NFPA 14 clause 7.2.3.1 states that residual pressure at the outlet of hydrant valve must be limited to 6.9 bar and if this residual pressure exceeds 6.9 bar, the system design should include a listed pressure regulating device.
NFPA report “Patterns of Firefighter Fireground Injuries – Dec 2016” states that 24% of the injuries occurred while handling charged hose lines.
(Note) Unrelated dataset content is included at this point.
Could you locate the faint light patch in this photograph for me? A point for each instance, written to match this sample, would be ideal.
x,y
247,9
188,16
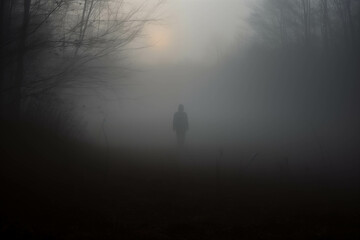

Out of these injuries, over 50% ranged from moderate to severe. Introduction Pressure-regulating

Pressure-regulating Hydrant Valves are used for controlling pressure during fire hydrant operation to ensure the safety of the firefighters handling the hose. Any surge in the inlet pressure is regulated by the valve’s internal mechanism down to the safe predetermined outlet pressure. The outlet pressure can be set within the range of 3.5 bar – 9 bar at the factory or at the site without the requirement of any special tools.
A pressure regulating hydrant valve is different from a pressure-reducing valve since the former offers a fixed outlet pressure irrespective of the varying inlet pressure, on the other hand later only offers a pressure differential which means the outlet pressure will increase with subsequent increase in inlet pressure. Oil, Gas & Petrochemicals Operators Using Pressure Regulating Hydrant Valves Currently:

  • ADNOC Onshore
  • ADNOC Offshore
  • PDO
  • ENI
  • BP
  • ORPIC
  • Bahrain LNG
  • Petronas
  • Chevron
  • Qatargas
  • Husky Energy

Technical Data
Pressure Regulating Hydrant Valves are manufactured in the following configurations:

  • Patterns:
  • Bibnose
  • Oblique
  • Right Angle
  • Horizontal or Straight Through

It is the end user’s prerogative to decide the pattern they might require based on their experience and site conditions.
Inlet Connections:

  • Flanged (Class 150 and Class 300)
  • Threaded

Inlet Sizes: 1 ½”, 2”, 2 ½” , 3” & 4”

Outlet Connections:

  • BS 336 Instantaneous
  • Storz
  • Threaded
  • AFNOR

Rating: 25 bar (Maximum, Limited by the Inlet and Outlet Connection)
Material of Construction:
For seawater applications or where seawater is to be used as back up for freshwater, it is imperative that Aluminium Bronze wetted parts to be used to avoid corrosion.
Internals: Aluminium Bronze wetted parts.
Body
Standard – Gunmetal LG2 BS 1400 (BS EN 1982 CC491K)
Alternatives – Aluminium Bronze AB2 BS 1400 (ASTMB505-C95800)
Main Shaft and Shutdown Spindle – Alternatives in Monel K500
Approvals: FM approved
Advantages

  • Safety – Offers means of safety to the firefighters in case of the sudden surge in pressures.
  • Ease of Maintenance – The valve can be serviced in situ without having to remove it from the line which means the hydrant valve remains active even during maintenance.
  • Longer Life Expectancy – Superior grade material (Gunmetal body and Aluminium bronze wetted parts) offer longer life even in the harshest of conditions irrespective of the kind of firewater in use (Sea Water / Brackish Water /Fresh Water).
  • Lower Life Cycle cost – Ease of maintenance and longer life offers substantial savings in terms of product life cycle cost.